In this lesson we'll cover the following:

• Overview of this Lesson
• What is Java?
• Java Versions: What should you use?
• How to Write Java Programs

What is Java?

Java was originally designed as a language that would be embedded in appliances that would talk to one another. For example, you maybe have heard stories about a "smart kitchen": You take a bag of frozen peas out of the fridge and place it on the counter. The fridge notes the bag of peas missing and it updates an electronic shopping list so you'll know to buy another bag of peas. The counter feels the weight of something so it reads the bar code and recognizes a bag of frozen peas. It immediately warms up so that the peas can be defrosted. The microwave remembers that you like to nuke your peas in a bit of water so it sets the timer and waits for you to put the pot of peas inside so it can turn itself on. All of these devices mentioned - the fridge, the counter, the microwave, the electronic shopping list - need to be able to communicate with each other. In 1991 a team of developers (called the "Green Team" and led by James Gosling) at Sun developed Java as part of a special project that resulted in a device controller called the "*7" (Star Seven). The *7 needed a robust, platform-independent language but the developers were not satisfied with the performance of existing languages. Team member James Gosling developed Java to solve the problem.
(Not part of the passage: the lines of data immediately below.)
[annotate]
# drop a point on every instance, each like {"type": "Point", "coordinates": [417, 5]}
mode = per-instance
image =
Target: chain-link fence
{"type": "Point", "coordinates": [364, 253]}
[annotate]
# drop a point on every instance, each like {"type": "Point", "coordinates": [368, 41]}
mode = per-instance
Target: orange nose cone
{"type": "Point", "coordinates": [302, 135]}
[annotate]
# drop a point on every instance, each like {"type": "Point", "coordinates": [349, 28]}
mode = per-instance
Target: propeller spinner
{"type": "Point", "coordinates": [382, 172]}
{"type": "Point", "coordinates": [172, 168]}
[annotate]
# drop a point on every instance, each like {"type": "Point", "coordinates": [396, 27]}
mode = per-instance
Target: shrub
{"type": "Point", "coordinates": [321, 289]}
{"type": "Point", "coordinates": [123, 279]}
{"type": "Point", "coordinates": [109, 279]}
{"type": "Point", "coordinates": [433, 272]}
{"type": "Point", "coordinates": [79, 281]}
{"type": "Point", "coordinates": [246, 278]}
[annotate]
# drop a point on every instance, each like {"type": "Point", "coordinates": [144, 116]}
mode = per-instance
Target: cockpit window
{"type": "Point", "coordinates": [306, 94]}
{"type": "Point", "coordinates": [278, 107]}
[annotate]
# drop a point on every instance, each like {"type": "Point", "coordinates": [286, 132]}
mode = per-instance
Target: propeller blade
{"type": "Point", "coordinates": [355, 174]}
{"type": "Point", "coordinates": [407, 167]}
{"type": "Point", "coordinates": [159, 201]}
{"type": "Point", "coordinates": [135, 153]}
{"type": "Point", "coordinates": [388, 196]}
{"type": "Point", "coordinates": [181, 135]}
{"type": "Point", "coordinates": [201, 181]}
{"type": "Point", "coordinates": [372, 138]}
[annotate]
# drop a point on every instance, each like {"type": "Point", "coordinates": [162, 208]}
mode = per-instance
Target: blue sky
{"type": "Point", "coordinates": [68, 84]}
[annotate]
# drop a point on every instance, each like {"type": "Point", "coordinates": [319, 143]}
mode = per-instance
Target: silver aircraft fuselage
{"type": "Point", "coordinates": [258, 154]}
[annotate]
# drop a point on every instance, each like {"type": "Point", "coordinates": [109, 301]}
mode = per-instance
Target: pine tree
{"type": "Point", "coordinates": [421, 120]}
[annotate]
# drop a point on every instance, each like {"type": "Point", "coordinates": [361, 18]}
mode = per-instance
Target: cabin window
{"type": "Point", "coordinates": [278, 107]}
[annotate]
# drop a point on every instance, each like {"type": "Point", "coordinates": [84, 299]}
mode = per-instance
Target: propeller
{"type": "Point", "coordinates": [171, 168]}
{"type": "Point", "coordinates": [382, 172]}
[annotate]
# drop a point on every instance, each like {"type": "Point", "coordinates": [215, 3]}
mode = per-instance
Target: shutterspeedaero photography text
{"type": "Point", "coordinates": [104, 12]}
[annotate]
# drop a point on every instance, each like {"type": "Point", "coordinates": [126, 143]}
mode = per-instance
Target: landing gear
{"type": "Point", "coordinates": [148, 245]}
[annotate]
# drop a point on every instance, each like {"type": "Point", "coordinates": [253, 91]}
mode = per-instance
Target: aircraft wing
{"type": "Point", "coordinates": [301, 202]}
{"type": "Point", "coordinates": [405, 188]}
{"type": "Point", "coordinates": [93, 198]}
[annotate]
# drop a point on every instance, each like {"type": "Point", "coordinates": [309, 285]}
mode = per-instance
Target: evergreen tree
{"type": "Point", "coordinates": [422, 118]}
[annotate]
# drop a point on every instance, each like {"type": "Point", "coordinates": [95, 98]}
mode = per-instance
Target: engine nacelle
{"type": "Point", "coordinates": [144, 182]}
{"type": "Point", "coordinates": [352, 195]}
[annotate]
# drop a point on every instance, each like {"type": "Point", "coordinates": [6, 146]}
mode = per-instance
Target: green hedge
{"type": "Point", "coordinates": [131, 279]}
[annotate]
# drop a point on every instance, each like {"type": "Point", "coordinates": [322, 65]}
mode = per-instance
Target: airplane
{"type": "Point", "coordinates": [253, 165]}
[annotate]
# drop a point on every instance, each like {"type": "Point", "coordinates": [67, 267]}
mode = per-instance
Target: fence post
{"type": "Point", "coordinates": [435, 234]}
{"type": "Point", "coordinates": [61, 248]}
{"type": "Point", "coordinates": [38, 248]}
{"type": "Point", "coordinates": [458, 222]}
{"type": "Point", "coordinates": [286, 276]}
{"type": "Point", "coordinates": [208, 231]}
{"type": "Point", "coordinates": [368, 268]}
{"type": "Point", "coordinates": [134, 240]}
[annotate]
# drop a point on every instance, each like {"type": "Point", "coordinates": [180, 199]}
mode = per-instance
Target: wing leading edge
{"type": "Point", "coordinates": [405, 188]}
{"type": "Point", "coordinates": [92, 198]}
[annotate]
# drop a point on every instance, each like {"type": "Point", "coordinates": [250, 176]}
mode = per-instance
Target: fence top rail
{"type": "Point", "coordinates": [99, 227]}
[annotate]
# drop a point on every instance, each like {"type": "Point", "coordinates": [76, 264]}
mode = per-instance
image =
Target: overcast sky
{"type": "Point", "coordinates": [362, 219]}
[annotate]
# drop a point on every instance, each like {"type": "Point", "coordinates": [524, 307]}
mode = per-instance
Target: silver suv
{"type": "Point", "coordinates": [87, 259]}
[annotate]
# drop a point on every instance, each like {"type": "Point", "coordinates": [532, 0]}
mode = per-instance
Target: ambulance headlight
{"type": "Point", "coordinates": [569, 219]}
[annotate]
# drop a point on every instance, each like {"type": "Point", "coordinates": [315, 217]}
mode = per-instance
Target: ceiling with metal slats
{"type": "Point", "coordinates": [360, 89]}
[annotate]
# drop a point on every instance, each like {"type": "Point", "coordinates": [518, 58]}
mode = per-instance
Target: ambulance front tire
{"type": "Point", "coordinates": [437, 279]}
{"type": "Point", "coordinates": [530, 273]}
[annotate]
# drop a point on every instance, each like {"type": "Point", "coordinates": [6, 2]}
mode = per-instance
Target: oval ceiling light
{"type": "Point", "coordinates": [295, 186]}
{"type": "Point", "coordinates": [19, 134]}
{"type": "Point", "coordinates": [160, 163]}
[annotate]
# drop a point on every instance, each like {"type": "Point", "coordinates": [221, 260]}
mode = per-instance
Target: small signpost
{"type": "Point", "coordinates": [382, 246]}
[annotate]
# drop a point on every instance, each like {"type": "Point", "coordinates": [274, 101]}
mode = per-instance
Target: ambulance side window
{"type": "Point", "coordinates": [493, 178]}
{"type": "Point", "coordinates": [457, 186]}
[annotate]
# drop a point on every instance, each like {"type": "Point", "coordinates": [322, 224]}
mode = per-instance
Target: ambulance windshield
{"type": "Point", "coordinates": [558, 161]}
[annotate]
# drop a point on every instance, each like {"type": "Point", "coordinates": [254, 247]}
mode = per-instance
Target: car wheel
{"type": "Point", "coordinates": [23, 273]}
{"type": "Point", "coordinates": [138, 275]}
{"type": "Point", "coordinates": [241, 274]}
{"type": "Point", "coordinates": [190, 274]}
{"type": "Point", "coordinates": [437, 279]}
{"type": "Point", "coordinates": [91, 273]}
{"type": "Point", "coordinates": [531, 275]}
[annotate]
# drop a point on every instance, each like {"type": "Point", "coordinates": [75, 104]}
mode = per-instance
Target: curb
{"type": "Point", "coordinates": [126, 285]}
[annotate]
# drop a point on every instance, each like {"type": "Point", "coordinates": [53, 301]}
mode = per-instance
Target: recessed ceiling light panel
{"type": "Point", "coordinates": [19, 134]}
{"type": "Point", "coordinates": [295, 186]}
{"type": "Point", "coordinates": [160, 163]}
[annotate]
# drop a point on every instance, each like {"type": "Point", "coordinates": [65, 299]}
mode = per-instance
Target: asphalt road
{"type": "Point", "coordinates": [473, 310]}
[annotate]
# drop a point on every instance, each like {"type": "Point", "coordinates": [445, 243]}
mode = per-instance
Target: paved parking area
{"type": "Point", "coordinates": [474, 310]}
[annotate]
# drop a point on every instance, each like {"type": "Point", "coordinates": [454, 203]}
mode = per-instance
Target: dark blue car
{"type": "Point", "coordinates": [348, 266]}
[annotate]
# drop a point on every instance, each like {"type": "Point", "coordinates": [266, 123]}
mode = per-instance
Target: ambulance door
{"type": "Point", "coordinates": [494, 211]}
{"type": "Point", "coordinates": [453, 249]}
In order to be able to make appliances work well, the original language was developed to be small and compact, secure and reliable, and portable. Why?

• Small and Compact: Bloated, complex code that required a lot of space would not fit well with small appliances that have only limited storage space!
• Secure and Reliable: You wouldn't want your fridge talking to the neighbor's fridge about your dieting habits, nor would you want your program to crash, causing the toaster to explode!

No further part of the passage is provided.